Em Recife, o caso é mais peculiar: a cidade tem três clubes fortes e tradicionais, mas a Arena Pernambuco, construída em um local afastado da capital, não têm atraído torcedores como se esperava e agora também sofre para fechar as contas.
A estimativa é que os cinco "elefantes brancos" citados acima dão um prejuízo anual aos cofres públicos de mais de R$ 30 milhões.
E entre os 12 estádios construídos ou reformados para a Copa, só duas arenas não estão tendo suas obras investigadas – o Beira-Rio e a Arena da Baixada (Curitiba). As outras, geraram suspeitas de corrupção, fraude na licitação, superfaturamento e propina paga a políticos das cidades-sede.

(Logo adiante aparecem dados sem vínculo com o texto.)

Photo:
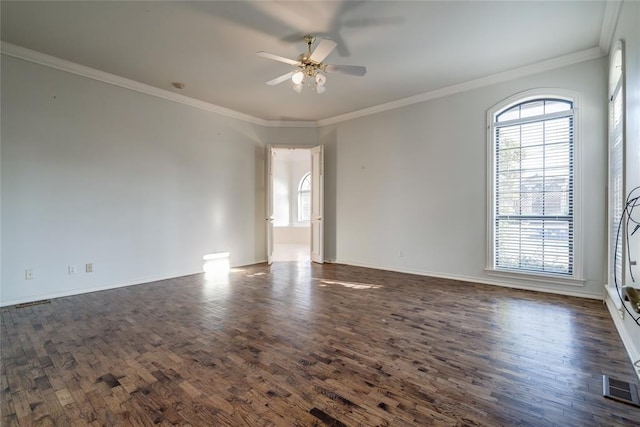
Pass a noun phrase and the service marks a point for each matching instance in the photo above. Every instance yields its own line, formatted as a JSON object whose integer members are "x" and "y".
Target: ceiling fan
{"x": 310, "y": 65}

Para marcar os três anos do início da Copa nesta segunda-feira, a BBC Brasil fez um levantamento sobre custos e arrecadações anuais e como estão sendo utilizados os estádios tidos como os cinco "elefantes brancos" entre os construídos ou reformados para a Copa, por serem, de longe, os mais vazios e com mais desafios para eliminar os prejuízos.
São eles: Mané Garrincha (Brasília), Arena Pantanal (Cuiabá), Arena da Amazônia (Manaus), Arena das Dunas (Natal) e Arena Pernambuco (Recife).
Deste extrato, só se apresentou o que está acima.